At least 118 officers have left the Seattle Police Department this year, a record number that is having a noticeable impact on the riot-torn city.
According to data recently released by the city, almost 40 officers left the department in September alone, KCPQ in Seattle reported. Last month’s jump in officer departures is “double the number of losses any month on record” in the northwest city.
While the separations included moves to other agencies and retirements, the majority were officers who chose to resign.
According to KCPQ, city officials say the loss of officers is creating a public safety issue, particularly with 911 emergency response times. The longest response time for 911 calls should be 7 minutes, but the North Precinct in September saw that number jump to 9 minutes.
“Your 911 call for help will go unanswered for a significant amount of time,” Seattle Police Officer Guild President Mike Solan told the Jason Rantz Show.
The separations in September occurred following the Seattle City Council’s decision to almost unanimously pass legislation that cut $4 million from the SPD’s budget, and reduced the force by up to 100 officers.

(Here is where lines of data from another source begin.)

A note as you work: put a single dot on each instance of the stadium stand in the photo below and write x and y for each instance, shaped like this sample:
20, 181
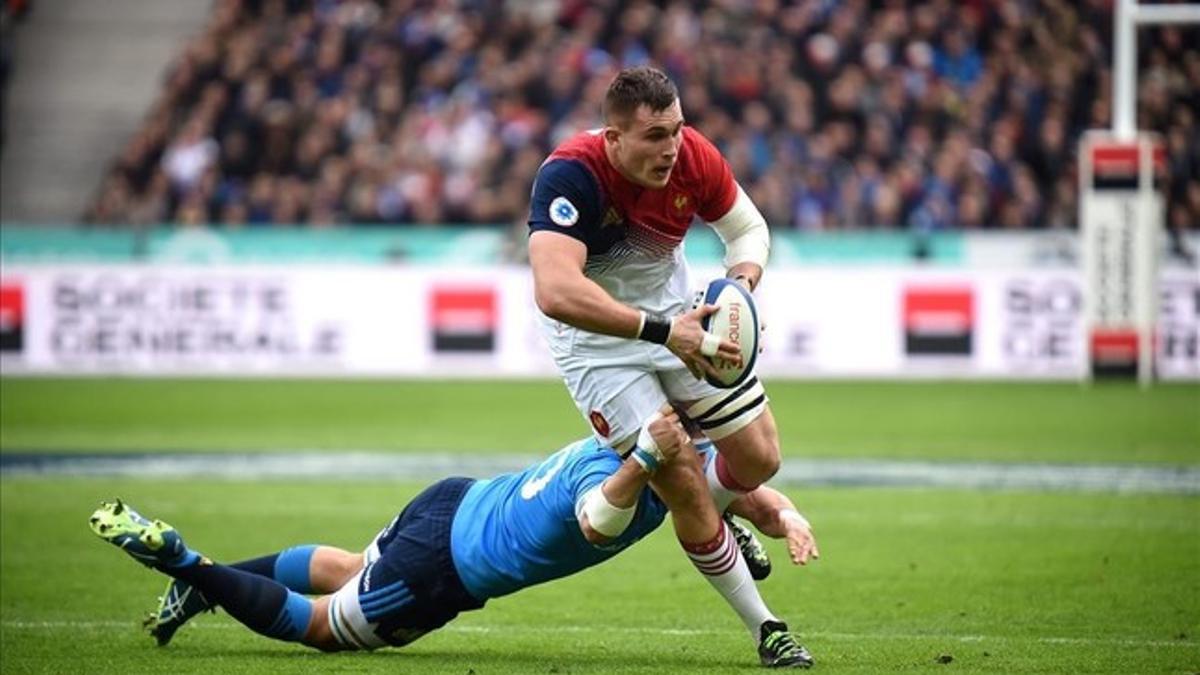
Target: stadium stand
886, 114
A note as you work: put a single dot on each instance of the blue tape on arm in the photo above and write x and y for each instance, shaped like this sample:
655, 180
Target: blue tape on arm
292, 568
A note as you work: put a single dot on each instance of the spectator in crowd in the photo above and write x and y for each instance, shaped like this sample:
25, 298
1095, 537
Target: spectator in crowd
927, 115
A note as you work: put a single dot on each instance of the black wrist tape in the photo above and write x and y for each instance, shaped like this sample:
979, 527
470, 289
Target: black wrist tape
655, 329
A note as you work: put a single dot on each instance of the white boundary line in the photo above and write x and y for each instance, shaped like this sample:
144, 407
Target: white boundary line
667, 632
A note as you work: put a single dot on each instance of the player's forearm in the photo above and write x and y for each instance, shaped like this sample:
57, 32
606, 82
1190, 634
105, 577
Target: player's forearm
623, 488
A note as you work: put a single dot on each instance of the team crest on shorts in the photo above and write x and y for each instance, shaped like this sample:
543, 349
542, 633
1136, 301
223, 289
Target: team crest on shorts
563, 211
599, 423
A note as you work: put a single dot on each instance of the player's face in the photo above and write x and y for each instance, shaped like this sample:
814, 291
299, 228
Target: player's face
647, 145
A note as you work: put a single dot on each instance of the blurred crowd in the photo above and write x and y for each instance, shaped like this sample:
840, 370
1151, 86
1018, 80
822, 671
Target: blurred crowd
853, 114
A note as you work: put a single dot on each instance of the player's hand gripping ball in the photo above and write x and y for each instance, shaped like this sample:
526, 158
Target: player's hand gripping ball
737, 321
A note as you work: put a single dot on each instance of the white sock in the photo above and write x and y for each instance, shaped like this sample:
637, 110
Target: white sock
720, 561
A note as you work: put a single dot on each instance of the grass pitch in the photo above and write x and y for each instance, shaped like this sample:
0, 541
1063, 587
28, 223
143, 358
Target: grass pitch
910, 580
959, 420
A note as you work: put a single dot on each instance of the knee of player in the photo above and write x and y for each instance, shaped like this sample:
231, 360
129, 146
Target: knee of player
319, 635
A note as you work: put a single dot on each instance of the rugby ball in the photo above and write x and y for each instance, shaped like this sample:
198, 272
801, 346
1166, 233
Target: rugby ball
737, 321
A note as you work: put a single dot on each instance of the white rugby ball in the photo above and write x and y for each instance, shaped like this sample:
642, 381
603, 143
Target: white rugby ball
737, 321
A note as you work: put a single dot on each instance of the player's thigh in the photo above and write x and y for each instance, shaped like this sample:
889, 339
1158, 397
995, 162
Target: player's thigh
741, 413
409, 585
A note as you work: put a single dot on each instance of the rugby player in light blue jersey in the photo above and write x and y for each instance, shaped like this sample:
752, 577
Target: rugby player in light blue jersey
456, 545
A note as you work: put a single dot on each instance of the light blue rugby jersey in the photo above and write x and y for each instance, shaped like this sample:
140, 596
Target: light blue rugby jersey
520, 529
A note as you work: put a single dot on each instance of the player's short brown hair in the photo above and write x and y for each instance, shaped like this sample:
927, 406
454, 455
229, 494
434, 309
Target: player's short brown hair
633, 88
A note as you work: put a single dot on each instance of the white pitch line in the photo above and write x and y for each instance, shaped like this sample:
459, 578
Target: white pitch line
635, 631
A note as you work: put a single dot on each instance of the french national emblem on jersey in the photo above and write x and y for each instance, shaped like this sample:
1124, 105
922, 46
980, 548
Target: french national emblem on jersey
563, 211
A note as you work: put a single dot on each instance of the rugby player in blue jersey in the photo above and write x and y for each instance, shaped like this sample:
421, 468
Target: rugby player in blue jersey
456, 545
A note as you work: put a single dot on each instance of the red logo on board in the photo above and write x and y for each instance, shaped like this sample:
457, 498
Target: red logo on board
599, 423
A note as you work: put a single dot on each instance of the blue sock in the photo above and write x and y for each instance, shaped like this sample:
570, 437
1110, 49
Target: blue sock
259, 603
288, 567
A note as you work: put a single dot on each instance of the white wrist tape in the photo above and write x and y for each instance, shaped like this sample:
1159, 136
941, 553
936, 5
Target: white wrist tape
744, 232
795, 517
603, 517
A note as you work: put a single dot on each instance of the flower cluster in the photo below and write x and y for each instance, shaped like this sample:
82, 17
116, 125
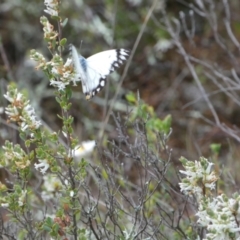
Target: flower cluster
42, 166
63, 73
52, 7
40, 59
199, 177
48, 29
83, 150
20, 111
15, 155
220, 216
52, 187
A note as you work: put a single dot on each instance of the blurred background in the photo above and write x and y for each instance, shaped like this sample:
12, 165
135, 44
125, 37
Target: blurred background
205, 31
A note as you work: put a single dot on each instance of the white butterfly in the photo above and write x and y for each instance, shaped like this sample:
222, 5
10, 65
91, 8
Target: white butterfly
93, 70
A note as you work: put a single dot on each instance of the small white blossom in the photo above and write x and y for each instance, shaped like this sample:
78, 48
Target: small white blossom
21, 199
52, 7
71, 193
198, 175
4, 205
219, 216
43, 166
84, 149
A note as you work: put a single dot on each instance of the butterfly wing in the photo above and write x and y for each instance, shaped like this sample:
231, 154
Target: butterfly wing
94, 70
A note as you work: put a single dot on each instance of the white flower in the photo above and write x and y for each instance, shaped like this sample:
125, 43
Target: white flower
43, 165
198, 175
84, 149
52, 7
21, 199
71, 193
4, 205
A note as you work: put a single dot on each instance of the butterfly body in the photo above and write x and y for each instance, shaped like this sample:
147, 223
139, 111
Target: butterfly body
94, 70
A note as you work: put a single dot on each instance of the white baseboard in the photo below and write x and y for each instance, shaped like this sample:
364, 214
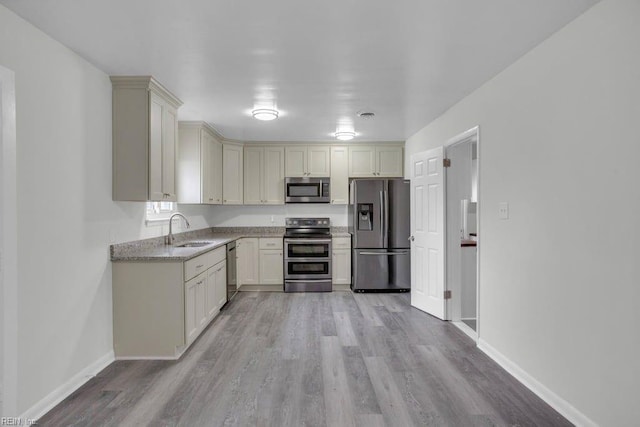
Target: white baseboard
552, 399
62, 392
467, 330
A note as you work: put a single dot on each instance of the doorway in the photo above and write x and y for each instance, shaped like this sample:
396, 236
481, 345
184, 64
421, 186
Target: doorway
461, 200
445, 230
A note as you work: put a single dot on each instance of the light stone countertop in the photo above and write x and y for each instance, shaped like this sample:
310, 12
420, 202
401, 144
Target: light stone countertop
155, 250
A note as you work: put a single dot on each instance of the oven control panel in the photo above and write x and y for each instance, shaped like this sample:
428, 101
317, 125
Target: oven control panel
308, 222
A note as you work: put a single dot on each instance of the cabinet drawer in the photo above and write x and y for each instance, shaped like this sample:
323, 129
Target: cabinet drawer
271, 243
197, 265
217, 255
341, 243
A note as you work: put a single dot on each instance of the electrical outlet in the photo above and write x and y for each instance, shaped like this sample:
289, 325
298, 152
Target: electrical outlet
503, 210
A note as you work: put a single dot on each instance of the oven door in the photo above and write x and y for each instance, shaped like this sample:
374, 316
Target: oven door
297, 248
307, 269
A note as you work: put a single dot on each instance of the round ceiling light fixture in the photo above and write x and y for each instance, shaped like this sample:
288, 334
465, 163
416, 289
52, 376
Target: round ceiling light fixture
366, 114
264, 114
345, 135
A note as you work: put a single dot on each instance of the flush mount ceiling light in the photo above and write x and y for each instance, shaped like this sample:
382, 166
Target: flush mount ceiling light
265, 114
365, 114
345, 135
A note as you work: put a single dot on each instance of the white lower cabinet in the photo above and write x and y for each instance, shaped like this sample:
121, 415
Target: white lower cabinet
160, 308
216, 289
194, 307
260, 261
341, 261
247, 262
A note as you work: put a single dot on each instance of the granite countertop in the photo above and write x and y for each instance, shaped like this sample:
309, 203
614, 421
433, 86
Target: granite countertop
155, 250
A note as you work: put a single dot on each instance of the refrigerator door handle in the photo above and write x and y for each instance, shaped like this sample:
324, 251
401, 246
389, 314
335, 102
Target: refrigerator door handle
384, 253
382, 220
386, 219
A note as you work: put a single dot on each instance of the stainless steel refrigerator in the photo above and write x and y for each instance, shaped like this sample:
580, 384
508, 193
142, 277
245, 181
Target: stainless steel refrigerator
379, 226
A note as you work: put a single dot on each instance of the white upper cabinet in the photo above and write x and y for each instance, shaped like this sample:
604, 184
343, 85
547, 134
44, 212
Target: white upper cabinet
308, 161
199, 164
145, 134
339, 175
232, 174
263, 175
368, 161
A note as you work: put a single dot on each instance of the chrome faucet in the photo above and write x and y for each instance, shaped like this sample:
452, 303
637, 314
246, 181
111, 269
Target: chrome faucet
169, 239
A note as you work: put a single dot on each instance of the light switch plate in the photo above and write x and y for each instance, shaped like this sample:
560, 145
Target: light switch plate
503, 210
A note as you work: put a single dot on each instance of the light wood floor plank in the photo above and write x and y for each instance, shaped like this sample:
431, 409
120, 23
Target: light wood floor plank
312, 359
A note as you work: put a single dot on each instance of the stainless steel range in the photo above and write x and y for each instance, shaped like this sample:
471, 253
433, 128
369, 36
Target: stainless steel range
307, 255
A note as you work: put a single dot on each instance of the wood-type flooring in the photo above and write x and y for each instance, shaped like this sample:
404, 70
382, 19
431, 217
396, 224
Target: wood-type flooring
312, 359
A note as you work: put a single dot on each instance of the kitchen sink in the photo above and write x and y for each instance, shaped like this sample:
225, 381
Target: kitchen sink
193, 244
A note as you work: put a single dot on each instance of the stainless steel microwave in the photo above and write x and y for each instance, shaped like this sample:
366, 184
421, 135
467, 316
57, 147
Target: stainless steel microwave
307, 190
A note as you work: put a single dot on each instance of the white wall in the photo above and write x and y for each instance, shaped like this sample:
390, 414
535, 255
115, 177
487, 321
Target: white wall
66, 218
559, 279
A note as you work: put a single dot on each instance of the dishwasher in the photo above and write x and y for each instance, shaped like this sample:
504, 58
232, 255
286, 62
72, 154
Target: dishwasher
232, 277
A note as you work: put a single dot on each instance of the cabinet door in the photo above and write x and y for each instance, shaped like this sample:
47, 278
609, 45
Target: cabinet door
216, 176
221, 285
169, 142
248, 267
339, 176
271, 267
253, 175
389, 161
361, 161
211, 307
341, 267
156, 105
207, 167
273, 176
296, 161
194, 306
318, 161
232, 164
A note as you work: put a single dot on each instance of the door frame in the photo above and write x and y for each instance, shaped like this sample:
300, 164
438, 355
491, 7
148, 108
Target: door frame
469, 135
8, 245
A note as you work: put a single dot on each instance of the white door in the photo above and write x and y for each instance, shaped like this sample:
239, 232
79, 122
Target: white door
427, 229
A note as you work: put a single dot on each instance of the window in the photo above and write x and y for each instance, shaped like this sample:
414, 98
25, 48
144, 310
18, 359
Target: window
159, 212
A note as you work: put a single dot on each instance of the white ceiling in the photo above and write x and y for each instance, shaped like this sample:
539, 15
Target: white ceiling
319, 62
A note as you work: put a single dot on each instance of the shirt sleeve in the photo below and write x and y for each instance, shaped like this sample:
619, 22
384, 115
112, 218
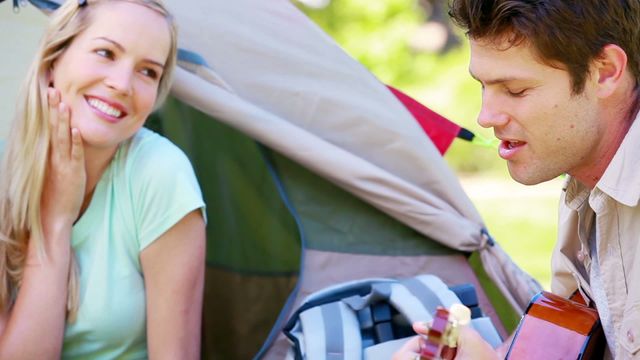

The only dissenting vote was Kshama Sawant, who asserted that the cut wasn’t enough. She said the decision failed working people, particularly those in black and brown communities.
“This budget fails to address the systemic racism of policing…other Councilmembers publicly declared they would support defunding SPD by 50 percent, as our Peoples Budget and the Justice for George Floyd movement have demanded,” Sawant said.
Among the officers who left the department this year was Chief Carmen Best, who said the cuts put her in a position that was “destined to fail.”
Seattle Mayor Jenny Durkan expressed concern for the decrease in police department staffing, saying it could take the city back decades. In 1990, Seattle had 1,271 officers; since that year, the population in Seattle has increased by 44 percent. The current number of officers on the street in Seattle is 1,203.
“It is not a sustainable trend line,” Durkan said. “If you look at that trendline we could be back to levels decades ago in a city that has grown so much and that leads not just to a lack of resources when people need them. It actually makes policing harder.”
The staffing challenges come in the wake of a summer filled with protests and riots sparked by the death of George Floyd while in custody of the Minneapolis Police Department over Memorial Day weekend. The challenges include calls from Black Lives Matter to defund police departments nationwide.